Gli affreschi eseguiti per decorare chiese e cappelle sono i massimi capolavori di Giotto e, fra quelli di attribuzione pressoché certa, i pił importanti si trovano a Padova, nella Cappella degli Scrovegni.

Non sono molte le opere di Giotto giunte integre fino a noi e soltanto uno dei suoi capolavori si trova in una galleria d'arte: la Madonna d'Ognissanti alla Galleria degli Uffizi di Firenze. Un ristretto numero di altri musei, fra cui la National Gallery di Londra e quella di Washington e il Louvre a Parigi, ospitano tavole che sono attribuite a Giotto o alla sua scuola, ma sono da considerare come semplici appendici di una produzione altrimenti più significativa.

È con la tecnica dell'affresco che Giotto creò i suoi più grandi capolavori e sono tre i luoghi ove sono ospitati i cicli maggiori associati al suo nome: fra essi, quelli della basilica di San Francesco di Assisi sono di dubbia attribuzione e quelli in Santa Croce a Firenze hanno subito seri danni. La Cappella degli Scrovegni di Padova, invece, è magnificamente conservata e l'attribuzione degli affreschi appare certa al di là di ogni ragionevole dubbio: si tratta perciò dell'unico luogo che può dare pienamente l'idea del genio di Giotto.

La cappella è nota anche come Cappella dell'Arena perché venne costruita sul sito di un'antica arena romana (o anfiteatro), che oggi si trova a ridosso delle mura esterne della città di Padova. Il terreno venne acquistato nel 1300 da Enrico Scrovegni, uno fra i più nobili cittadini patavini, per costruirvi la sua residenza con annessa la cappella sul lato meridionale. Mentre l'edificio è andato completamente distrutto, la cappella è rimasta intatta. La parete settentrionale, direttamente addossata all'edificio originario, era priva di finestre e quindi si offriva nella sua totalità per essere decorata.

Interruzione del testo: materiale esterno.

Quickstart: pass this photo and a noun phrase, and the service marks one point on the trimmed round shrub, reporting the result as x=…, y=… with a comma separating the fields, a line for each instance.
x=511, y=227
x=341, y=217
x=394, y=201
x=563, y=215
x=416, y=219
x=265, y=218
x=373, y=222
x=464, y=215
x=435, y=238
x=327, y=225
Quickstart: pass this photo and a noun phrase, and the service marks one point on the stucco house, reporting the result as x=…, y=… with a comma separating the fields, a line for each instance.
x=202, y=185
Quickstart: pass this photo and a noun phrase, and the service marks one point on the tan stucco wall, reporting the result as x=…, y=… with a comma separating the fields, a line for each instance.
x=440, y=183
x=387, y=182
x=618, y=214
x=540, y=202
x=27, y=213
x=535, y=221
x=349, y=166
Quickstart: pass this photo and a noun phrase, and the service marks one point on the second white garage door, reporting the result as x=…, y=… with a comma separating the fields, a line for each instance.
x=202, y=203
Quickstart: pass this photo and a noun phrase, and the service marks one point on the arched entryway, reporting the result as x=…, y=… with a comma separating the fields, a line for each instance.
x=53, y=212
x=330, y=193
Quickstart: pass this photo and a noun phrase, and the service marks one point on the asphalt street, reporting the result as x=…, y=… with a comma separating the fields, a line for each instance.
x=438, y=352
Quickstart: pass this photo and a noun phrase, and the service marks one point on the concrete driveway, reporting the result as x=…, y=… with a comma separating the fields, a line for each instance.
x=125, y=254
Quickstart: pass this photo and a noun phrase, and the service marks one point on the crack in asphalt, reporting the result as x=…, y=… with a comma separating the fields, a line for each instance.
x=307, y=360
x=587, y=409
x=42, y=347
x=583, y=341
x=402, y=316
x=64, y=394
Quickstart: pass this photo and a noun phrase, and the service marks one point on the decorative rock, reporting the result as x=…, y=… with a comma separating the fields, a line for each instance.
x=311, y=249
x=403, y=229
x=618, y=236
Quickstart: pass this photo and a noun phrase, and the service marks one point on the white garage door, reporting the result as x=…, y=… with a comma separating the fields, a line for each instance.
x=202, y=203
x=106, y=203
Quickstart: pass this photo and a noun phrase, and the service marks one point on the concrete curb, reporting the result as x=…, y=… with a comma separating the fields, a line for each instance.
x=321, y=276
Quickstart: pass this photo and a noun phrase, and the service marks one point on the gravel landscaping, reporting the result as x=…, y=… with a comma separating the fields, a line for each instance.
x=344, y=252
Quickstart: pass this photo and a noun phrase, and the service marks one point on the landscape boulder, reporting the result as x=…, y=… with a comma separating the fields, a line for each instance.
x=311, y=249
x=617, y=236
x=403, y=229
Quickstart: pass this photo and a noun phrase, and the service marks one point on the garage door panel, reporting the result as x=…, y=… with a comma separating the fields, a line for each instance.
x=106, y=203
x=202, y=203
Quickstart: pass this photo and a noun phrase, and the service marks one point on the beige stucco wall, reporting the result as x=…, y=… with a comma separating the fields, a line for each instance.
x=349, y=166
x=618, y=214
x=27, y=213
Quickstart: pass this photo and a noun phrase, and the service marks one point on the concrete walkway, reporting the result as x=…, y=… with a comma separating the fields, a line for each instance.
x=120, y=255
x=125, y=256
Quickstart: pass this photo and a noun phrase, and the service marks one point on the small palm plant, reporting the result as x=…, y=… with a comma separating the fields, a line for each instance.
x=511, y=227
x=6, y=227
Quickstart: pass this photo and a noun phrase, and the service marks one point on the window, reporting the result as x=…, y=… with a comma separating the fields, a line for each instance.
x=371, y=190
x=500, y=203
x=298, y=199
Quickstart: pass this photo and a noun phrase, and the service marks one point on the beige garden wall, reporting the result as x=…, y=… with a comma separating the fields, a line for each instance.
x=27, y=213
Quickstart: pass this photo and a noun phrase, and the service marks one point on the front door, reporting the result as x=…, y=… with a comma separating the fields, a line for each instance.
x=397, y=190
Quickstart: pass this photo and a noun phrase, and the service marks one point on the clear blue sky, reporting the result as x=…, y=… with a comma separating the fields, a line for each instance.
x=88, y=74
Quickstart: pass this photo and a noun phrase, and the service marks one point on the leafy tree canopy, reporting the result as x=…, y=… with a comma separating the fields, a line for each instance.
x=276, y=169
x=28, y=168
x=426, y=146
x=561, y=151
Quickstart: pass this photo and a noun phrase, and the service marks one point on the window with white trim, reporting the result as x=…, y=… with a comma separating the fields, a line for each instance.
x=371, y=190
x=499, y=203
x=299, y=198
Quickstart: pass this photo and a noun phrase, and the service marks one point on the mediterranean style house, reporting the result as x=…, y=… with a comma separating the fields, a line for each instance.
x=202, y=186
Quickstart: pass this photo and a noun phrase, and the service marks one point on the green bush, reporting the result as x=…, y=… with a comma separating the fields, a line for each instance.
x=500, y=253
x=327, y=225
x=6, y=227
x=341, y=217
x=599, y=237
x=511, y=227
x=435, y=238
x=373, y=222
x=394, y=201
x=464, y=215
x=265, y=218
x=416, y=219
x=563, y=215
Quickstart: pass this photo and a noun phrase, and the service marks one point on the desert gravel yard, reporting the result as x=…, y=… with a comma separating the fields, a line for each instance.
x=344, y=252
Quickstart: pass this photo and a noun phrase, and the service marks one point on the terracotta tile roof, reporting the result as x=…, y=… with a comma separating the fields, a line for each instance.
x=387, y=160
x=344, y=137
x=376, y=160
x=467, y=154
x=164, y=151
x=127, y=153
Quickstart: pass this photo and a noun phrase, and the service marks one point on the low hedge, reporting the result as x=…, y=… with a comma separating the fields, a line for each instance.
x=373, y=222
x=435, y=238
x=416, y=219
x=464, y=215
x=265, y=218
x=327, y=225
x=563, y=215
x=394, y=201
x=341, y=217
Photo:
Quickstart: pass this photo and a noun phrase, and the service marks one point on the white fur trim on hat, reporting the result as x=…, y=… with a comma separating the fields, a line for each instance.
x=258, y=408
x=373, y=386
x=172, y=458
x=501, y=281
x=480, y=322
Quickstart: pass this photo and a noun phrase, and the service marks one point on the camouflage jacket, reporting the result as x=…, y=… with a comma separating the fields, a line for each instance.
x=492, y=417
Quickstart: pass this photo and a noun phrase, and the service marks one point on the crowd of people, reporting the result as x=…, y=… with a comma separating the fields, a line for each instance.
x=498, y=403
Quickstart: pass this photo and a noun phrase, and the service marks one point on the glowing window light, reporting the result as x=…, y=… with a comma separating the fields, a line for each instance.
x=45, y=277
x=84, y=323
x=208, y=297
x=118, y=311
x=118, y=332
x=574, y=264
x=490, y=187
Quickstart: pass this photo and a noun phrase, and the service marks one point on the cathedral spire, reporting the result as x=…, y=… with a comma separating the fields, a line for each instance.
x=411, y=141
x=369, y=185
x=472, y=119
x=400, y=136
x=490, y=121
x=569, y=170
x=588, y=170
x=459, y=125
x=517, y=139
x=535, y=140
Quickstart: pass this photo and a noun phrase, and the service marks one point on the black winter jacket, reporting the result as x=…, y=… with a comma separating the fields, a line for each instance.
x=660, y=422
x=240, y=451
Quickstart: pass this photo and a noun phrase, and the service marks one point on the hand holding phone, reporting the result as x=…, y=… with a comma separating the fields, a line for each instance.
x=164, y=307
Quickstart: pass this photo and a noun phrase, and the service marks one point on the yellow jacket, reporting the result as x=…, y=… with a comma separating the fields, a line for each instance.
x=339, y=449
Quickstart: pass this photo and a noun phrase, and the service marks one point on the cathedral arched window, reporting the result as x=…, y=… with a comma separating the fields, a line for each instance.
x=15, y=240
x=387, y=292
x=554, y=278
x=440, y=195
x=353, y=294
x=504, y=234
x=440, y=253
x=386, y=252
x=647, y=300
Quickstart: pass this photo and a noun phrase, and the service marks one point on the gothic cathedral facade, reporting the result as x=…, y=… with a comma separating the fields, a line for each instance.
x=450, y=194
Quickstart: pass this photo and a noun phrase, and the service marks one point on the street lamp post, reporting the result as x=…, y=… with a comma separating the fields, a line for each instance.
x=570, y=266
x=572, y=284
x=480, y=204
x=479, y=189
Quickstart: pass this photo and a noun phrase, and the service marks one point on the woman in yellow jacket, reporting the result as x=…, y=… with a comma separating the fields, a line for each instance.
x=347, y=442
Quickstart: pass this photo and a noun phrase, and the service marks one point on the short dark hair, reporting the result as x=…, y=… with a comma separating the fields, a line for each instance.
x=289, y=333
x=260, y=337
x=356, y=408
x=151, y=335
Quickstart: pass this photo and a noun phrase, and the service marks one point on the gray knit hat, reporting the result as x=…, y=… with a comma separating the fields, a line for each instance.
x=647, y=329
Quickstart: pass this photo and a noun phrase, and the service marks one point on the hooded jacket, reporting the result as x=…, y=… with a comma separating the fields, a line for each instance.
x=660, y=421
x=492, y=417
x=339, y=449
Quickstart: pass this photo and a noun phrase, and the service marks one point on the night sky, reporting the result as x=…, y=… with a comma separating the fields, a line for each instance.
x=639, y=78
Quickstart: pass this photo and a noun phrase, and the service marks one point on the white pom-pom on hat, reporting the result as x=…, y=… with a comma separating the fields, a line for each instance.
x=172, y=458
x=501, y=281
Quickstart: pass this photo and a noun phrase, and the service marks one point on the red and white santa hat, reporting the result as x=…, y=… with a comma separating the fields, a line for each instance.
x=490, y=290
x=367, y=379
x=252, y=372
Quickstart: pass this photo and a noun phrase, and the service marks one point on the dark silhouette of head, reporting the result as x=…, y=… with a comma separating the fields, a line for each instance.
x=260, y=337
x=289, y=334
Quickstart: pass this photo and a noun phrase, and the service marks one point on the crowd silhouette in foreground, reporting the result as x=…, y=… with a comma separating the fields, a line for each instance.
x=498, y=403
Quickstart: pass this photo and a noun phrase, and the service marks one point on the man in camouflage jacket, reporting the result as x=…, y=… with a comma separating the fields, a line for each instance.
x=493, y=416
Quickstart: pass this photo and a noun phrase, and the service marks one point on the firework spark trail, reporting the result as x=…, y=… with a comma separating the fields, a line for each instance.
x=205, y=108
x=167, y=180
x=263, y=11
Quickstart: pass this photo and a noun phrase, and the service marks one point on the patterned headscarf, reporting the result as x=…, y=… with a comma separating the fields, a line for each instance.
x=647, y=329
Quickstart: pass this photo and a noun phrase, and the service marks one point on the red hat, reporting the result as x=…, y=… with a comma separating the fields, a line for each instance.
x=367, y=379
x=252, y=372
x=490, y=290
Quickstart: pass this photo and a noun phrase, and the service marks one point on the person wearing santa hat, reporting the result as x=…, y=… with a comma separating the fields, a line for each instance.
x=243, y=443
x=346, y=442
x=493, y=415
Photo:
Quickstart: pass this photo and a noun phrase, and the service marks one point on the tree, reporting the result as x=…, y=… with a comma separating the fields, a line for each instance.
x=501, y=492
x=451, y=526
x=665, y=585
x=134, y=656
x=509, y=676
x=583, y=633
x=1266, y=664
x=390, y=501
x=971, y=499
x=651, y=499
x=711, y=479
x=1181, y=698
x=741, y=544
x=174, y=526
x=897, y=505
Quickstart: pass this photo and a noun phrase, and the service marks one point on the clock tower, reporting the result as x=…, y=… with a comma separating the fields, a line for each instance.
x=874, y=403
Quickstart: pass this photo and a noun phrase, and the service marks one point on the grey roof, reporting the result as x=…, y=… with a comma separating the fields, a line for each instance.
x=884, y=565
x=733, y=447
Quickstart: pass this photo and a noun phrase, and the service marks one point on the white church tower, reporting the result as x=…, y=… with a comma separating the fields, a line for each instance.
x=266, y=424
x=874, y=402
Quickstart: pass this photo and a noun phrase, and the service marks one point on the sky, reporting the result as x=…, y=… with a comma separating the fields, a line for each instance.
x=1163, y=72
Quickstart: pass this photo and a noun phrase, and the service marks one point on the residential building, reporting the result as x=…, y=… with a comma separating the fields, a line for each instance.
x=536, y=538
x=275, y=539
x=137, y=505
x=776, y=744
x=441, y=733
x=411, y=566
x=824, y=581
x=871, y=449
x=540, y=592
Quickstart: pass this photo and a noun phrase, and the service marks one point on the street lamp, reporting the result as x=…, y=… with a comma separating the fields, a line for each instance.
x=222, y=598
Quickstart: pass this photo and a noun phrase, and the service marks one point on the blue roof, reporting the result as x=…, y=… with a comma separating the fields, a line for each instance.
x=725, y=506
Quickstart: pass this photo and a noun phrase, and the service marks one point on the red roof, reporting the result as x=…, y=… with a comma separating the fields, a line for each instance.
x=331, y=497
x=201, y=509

L'interno appare disadorno: non vi sono cornicioni, modanature, colonne, volte o altri particolari elementi architettonici, e venne evidentemente concepita per essere ornata con affreschi.

Anche all'esterno la struttura della cappella appare semplice e essenziale, costruita di mattoni e pressoché priva di qualunque decorazione: in definitiva, un vero e proprio contenitore destinato alla pittura. Non sappiamo chi fosse l'architetto (è stata avanzata l'ipotesi che lo stesso Giotto potesse aver contribuito al progetto) e non ci sono pervenuti documenti sulle date esatte di costruzione. Pare comunque che i lavori abbiano avuto inizio nel 1303 e la consacrazione nel 1305; in base alle più recenti datazioni, gli affreschi di Giotto vengono fatti risalire al periodo 1303-06.